Bagaimana pun peran Maemunah semasa hidup, namun sosoknya terbukti mewarnai kehidupan pujangga besar itu. Meski tidak banyak juga yang bisa menceritakan sosoknya. Situs Ensiklopedia Bebas Wikipedia dalam halaman Pram pun, yang biasanya lengkap dengan data-data pribadi, hanya memajang foto Muthmainah, tanpa menjelaskan lebih detail soal itu.

Sandaran

Coba baca lagi kehidupan Pram, yang pernah melampaui tiga tahun masa penahanan di masa kolonial, 1 tahun di masa Orde Lama dan 14 tahun di masa Orde Baru. Apakah kita bisa membayangkan, bagaimana kehidupan keluarga Pram selama itu?

Apakah mereka happy-happy? Bisa berbisnis dan jadi jutawan? Naik haji setiap tahun? Berpendidikan dengan mudah karena uang berlimpah? Dll? Tidak. Keluarga Pram sepertinya lebih tepat disebut menengah yang cenderung ke bawah. Itu bila urusan ekonomi.

Bagaimana dengan urusan sosial politik keluarganya. Bukan hal baru, untuk keluarga narapidana politik (Napol), hidup mereka sengat sengsara. Tidak hanya bicara soal keinginan jadi ABRI/TNI atau PNS, cita-cita tinggi lainnya pun begitu susah diraih. Lalu, apa yang dirasakan istrinya?

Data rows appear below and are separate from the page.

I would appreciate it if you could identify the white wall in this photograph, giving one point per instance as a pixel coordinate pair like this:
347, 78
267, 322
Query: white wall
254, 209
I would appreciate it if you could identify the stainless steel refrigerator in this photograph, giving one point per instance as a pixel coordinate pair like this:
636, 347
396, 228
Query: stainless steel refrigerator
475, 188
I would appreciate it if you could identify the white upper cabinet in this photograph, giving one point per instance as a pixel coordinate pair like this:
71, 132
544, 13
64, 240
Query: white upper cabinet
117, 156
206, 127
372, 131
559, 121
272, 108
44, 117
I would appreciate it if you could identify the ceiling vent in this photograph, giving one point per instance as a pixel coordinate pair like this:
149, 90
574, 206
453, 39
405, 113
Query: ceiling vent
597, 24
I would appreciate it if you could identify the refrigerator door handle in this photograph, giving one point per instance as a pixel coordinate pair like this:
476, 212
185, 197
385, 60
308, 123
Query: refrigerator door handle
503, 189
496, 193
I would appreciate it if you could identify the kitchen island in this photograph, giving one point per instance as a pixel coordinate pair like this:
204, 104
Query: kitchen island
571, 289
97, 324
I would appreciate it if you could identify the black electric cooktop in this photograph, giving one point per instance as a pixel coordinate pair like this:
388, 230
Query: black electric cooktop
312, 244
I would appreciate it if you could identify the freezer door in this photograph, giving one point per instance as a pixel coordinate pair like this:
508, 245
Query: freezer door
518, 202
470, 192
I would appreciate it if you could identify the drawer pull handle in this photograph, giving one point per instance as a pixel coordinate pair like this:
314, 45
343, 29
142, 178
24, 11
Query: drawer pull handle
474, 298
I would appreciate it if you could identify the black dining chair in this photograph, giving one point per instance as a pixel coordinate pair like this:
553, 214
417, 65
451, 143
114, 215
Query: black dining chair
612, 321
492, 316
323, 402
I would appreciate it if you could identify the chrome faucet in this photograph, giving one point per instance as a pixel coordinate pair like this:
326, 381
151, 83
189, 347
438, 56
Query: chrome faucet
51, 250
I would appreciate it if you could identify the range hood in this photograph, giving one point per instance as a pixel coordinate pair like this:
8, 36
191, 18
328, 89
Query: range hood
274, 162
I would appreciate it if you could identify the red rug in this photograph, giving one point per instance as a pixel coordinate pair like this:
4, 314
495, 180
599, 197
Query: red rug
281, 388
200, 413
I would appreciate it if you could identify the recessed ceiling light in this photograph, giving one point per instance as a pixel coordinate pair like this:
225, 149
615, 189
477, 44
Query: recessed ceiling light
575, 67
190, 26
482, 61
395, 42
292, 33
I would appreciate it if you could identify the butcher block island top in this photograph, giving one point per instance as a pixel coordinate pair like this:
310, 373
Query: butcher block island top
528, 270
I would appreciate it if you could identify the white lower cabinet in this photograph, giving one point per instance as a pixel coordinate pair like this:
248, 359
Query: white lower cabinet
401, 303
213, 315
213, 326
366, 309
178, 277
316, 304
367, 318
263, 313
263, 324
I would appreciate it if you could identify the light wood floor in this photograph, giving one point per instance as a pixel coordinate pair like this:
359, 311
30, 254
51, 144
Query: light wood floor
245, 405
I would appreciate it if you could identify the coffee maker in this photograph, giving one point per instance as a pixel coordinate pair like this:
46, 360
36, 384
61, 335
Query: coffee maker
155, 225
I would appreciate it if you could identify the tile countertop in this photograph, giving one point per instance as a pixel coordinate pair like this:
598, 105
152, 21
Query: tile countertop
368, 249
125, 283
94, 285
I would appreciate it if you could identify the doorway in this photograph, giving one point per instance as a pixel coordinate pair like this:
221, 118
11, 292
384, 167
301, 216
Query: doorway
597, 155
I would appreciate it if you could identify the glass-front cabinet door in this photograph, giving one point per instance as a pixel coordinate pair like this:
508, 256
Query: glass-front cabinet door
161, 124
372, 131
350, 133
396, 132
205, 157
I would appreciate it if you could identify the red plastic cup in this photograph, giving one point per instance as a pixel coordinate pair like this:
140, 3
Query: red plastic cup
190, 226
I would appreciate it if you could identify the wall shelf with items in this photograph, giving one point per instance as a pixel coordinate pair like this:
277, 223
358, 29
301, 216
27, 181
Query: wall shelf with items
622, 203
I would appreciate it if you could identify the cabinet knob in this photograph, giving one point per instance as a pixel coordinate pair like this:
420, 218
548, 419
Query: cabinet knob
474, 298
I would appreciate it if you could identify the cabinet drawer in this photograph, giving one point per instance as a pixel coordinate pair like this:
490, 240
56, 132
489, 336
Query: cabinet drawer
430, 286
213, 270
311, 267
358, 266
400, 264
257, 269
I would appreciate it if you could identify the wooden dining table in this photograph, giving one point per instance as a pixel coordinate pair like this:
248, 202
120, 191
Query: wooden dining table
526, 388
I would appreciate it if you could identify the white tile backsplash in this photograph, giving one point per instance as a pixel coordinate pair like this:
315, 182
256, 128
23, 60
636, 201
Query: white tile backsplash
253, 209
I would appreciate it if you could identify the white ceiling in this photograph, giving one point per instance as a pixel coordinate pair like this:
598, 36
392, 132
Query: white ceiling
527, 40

Melihat sang suami dipenjara, anak-anaknya dikucilkan oleh kehidupan sosial dan bayangan muram masa depan. Hanya perempuan-perempuan berhati baja yang bisa hidup dalam keadaan seperti itu. Memperkaya hatinya selama hidup, dan diam dikagumi ketika sudah meninggal dunia. Meski sejarah tidak pernah hingar bingar mencatat namanya.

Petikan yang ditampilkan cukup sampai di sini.